El Grande Punto se podría decir que ha sido la chispa que ha encendido la mecha, la mecha que lleva al éxito y que poco a poco se va acabando… En el horizonte, vemos un renacimiento del Fiat 500 que está siendo acogido de excelente manera por todo el mundo, ¡Qué mejor para conseguir ventas! El renacer de una leyenda del automóvil, algo que, gracias a su historia, limpie la imagen actual de Fiat en países con España -aún muy distorsionada, lamentablemente-.
Por otra parte, tenemos al nuevo Fiat Linea, la variante sedán -pero no por eso, modelo nuevo- del -por ahora- pequeñín de la casa, el Punto, y que planea seguir sus pasos, algo que, no tenemos la certeza de si ocurrirá.

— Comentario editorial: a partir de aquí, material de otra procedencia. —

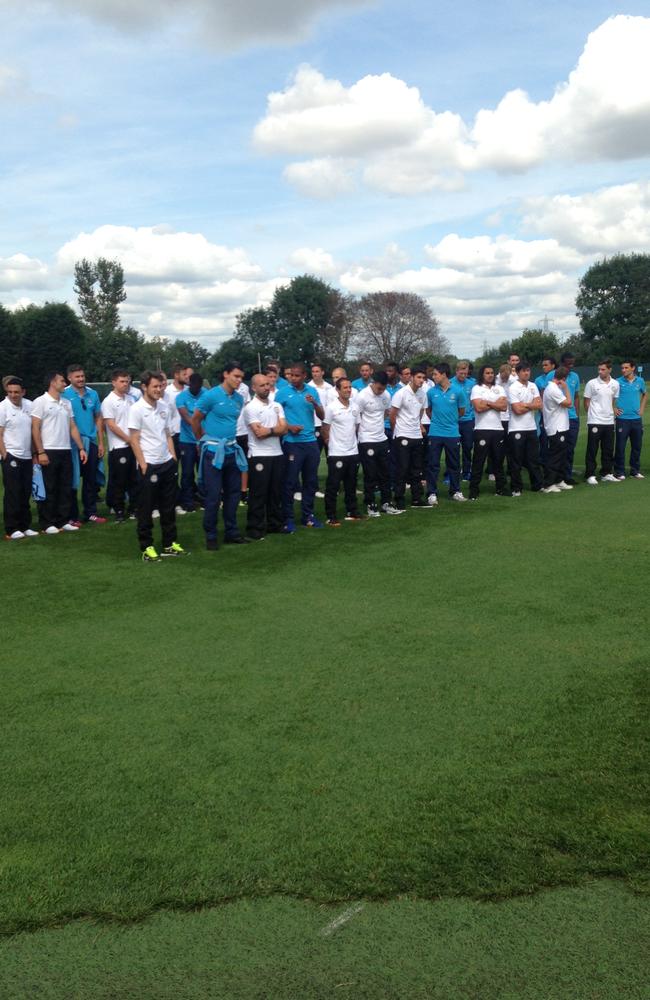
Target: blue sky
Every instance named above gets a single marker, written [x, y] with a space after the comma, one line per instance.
[144, 134]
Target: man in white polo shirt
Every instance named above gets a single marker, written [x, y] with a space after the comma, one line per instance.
[151, 439]
[265, 425]
[523, 445]
[600, 397]
[53, 426]
[339, 429]
[407, 407]
[16, 456]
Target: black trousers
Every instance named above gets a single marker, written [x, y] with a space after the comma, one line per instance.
[122, 479]
[523, 448]
[408, 467]
[375, 459]
[57, 479]
[157, 491]
[341, 470]
[558, 449]
[17, 480]
[488, 446]
[603, 435]
[266, 477]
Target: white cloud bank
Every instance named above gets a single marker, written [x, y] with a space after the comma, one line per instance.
[379, 130]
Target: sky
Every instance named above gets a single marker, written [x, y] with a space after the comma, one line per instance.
[480, 155]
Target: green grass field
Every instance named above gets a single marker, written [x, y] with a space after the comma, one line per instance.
[433, 726]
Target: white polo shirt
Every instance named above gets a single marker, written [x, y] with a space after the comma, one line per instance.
[154, 425]
[267, 414]
[520, 393]
[16, 422]
[490, 420]
[556, 416]
[372, 415]
[343, 421]
[410, 405]
[601, 395]
[117, 408]
[55, 416]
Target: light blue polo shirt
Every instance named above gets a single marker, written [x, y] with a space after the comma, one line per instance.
[85, 410]
[629, 399]
[298, 411]
[465, 387]
[221, 411]
[190, 402]
[444, 410]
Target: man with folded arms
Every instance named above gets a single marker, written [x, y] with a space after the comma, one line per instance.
[53, 427]
[16, 456]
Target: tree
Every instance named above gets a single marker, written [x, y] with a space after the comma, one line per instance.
[394, 326]
[613, 305]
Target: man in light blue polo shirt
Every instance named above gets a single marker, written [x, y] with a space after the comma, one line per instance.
[87, 412]
[629, 420]
[300, 403]
[446, 404]
[214, 424]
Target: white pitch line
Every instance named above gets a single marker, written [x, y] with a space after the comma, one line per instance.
[342, 919]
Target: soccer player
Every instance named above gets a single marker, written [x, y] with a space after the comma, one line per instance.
[16, 456]
[214, 423]
[53, 427]
[523, 445]
[150, 427]
[406, 411]
[629, 420]
[600, 397]
[122, 466]
[556, 404]
[489, 402]
[340, 432]
[445, 406]
[301, 403]
[265, 425]
[86, 410]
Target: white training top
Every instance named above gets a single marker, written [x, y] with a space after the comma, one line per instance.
[372, 415]
[267, 414]
[520, 393]
[343, 421]
[490, 420]
[154, 425]
[556, 416]
[117, 408]
[410, 405]
[17, 424]
[55, 416]
[601, 395]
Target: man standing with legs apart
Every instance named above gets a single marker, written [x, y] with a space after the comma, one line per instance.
[265, 425]
[556, 406]
[445, 405]
[629, 420]
[489, 402]
[340, 433]
[300, 403]
[16, 456]
[153, 446]
[523, 446]
[214, 423]
[406, 420]
[600, 398]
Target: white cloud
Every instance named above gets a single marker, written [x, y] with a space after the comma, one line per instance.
[381, 128]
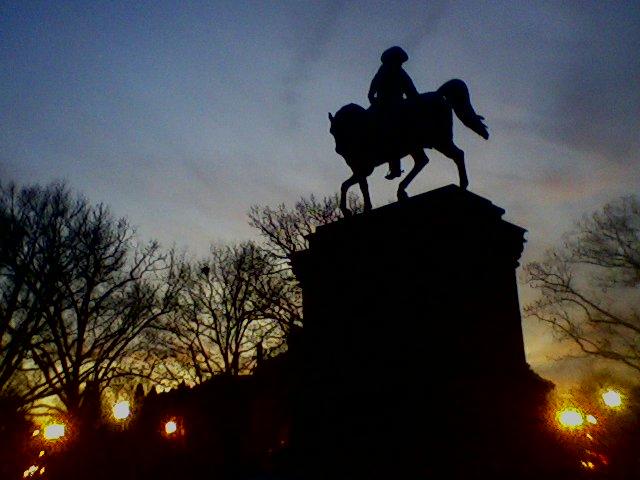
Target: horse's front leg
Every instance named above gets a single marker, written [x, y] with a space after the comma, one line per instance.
[420, 159]
[348, 183]
[457, 155]
[364, 187]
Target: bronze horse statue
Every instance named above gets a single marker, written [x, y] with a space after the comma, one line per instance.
[369, 138]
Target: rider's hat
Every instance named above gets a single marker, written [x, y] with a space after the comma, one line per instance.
[394, 55]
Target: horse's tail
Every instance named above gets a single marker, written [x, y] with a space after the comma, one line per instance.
[457, 95]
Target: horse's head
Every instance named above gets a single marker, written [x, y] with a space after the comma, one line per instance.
[345, 125]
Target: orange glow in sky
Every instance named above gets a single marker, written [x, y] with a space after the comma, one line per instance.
[570, 418]
[612, 398]
[54, 431]
[121, 410]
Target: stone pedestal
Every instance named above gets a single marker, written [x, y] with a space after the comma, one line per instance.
[414, 356]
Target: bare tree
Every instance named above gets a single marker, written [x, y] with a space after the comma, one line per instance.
[95, 291]
[284, 231]
[24, 285]
[589, 288]
[225, 312]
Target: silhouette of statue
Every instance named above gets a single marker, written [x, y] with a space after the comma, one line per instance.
[390, 85]
[366, 140]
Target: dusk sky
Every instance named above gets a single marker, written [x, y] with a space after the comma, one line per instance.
[181, 115]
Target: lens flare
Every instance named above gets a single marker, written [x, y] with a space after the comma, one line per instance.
[570, 418]
[54, 431]
[121, 410]
[612, 398]
[170, 427]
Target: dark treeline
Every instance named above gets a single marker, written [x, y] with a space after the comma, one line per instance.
[89, 310]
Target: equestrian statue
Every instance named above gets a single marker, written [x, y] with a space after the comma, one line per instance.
[398, 123]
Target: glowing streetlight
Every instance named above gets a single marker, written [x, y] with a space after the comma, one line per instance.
[54, 431]
[170, 427]
[612, 398]
[121, 410]
[570, 418]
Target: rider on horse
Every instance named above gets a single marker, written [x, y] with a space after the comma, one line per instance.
[389, 87]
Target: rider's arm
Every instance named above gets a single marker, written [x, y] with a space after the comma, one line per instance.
[373, 89]
[409, 89]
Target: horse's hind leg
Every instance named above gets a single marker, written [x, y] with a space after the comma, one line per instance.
[348, 183]
[457, 155]
[364, 188]
[420, 159]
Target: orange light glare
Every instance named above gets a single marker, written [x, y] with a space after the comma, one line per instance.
[588, 465]
[30, 472]
[54, 431]
[121, 410]
[570, 418]
[612, 398]
[170, 427]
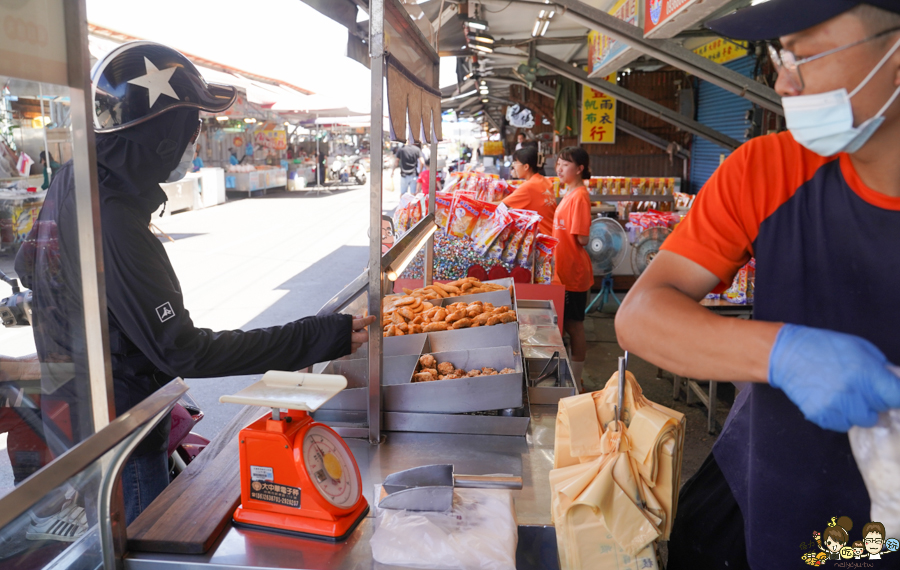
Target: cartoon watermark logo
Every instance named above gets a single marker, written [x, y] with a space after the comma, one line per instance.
[834, 544]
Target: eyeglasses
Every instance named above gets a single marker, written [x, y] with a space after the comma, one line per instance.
[786, 62]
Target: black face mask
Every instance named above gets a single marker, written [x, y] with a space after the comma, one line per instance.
[133, 162]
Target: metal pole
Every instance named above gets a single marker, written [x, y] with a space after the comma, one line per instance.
[428, 273]
[87, 212]
[376, 43]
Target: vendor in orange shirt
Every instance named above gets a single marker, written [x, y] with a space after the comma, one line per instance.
[535, 194]
[572, 226]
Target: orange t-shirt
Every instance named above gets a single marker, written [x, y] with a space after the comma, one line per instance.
[535, 195]
[573, 218]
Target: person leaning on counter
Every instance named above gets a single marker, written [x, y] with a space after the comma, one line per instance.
[819, 208]
[572, 226]
[147, 101]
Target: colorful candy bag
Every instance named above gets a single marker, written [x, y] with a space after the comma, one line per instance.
[484, 218]
[463, 217]
[492, 240]
[442, 204]
[520, 228]
[741, 290]
[523, 258]
[544, 259]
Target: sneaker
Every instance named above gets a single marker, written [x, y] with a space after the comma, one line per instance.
[68, 525]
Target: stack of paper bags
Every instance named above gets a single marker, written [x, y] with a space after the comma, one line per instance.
[614, 487]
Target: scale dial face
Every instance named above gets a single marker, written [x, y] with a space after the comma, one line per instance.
[331, 467]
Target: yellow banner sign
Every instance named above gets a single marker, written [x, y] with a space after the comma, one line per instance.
[493, 148]
[722, 51]
[598, 116]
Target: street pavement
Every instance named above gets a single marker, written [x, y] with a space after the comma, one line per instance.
[250, 263]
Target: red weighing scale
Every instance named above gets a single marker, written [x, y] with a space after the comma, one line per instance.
[297, 476]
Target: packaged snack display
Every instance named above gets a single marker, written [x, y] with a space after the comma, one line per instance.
[522, 219]
[495, 233]
[741, 290]
[442, 203]
[495, 250]
[487, 210]
[523, 258]
[544, 246]
[464, 215]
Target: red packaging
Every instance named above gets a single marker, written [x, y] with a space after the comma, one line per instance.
[492, 240]
[520, 228]
[463, 216]
[442, 204]
[544, 259]
[523, 258]
[484, 218]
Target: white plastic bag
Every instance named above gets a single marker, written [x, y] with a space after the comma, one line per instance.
[479, 532]
[877, 454]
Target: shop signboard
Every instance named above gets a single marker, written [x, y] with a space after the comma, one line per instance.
[598, 116]
[605, 54]
[33, 41]
[722, 51]
[272, 139]
[666, 18]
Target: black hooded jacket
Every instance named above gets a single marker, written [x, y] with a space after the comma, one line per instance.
[152, 337]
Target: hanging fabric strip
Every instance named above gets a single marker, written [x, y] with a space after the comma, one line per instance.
[398, 94]
[409, 96]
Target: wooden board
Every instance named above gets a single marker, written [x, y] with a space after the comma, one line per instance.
[191, 513]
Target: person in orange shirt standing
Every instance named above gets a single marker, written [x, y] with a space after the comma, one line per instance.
[535, 194]
[572, 226]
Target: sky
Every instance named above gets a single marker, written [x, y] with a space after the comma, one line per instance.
[281, 39]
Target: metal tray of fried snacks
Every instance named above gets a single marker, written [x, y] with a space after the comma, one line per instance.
[397, 370]
[469, 393]
[534, 335]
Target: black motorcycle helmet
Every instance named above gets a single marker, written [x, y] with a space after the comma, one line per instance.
[141, 80]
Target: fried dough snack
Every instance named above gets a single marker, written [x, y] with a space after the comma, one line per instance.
[413, 314]
[429, 370]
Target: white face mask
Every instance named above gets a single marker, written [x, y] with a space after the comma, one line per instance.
[183, 166]
[823, 122]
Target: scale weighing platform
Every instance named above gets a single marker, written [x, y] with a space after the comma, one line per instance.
[297, 476]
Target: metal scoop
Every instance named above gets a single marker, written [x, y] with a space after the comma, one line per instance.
[430, 488]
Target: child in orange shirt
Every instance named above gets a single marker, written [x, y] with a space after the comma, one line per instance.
[535, 194]
[572, 226]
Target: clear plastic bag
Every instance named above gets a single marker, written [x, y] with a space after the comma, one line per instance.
[479, 532]
[877, 454]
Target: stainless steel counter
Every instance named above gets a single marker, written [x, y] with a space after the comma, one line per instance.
[530, 457]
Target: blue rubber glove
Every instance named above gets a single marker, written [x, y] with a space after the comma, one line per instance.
[837, 380]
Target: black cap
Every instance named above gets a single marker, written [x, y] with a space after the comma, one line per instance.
[776, 18]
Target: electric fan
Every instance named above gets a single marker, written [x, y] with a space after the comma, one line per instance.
[646, 247]
[606, 248]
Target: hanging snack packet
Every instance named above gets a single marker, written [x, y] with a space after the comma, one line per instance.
[416, 209]
[493, 239]
[520, 228]
[455, 180]
[463, 217]
[544, 259]
[484, 218]
[523, 258]
[442, 204]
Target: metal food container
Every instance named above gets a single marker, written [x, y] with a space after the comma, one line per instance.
[475, 394]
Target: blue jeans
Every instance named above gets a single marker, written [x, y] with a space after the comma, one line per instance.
[408, 183]
[143, 478]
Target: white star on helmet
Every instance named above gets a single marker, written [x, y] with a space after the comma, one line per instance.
[156, 81]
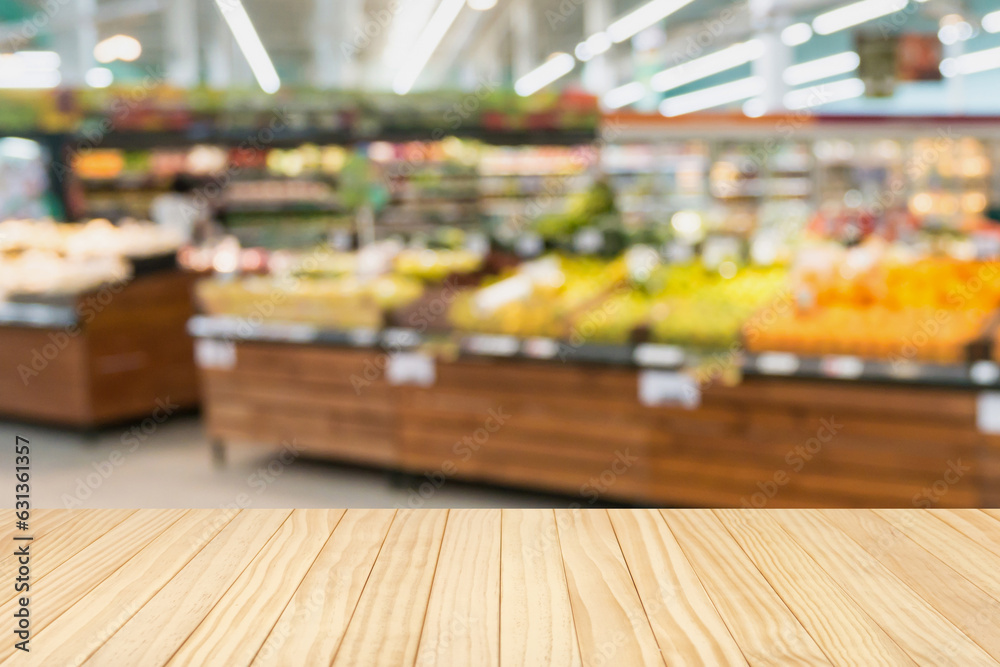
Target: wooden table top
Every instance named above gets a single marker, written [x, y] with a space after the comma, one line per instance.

En el apartado estético vemos una línea bastante conseguida, ideal para una berlina media, que cuenta con un frontal ligeramente modificado de su variante original y con una trasera que no decepciona para nada; la parte trasera es sin duda la que más problemas de cabeza puede haber dado, pues es difícil hacer algo bien a la hora de sacar una berlina derivada de un compacto.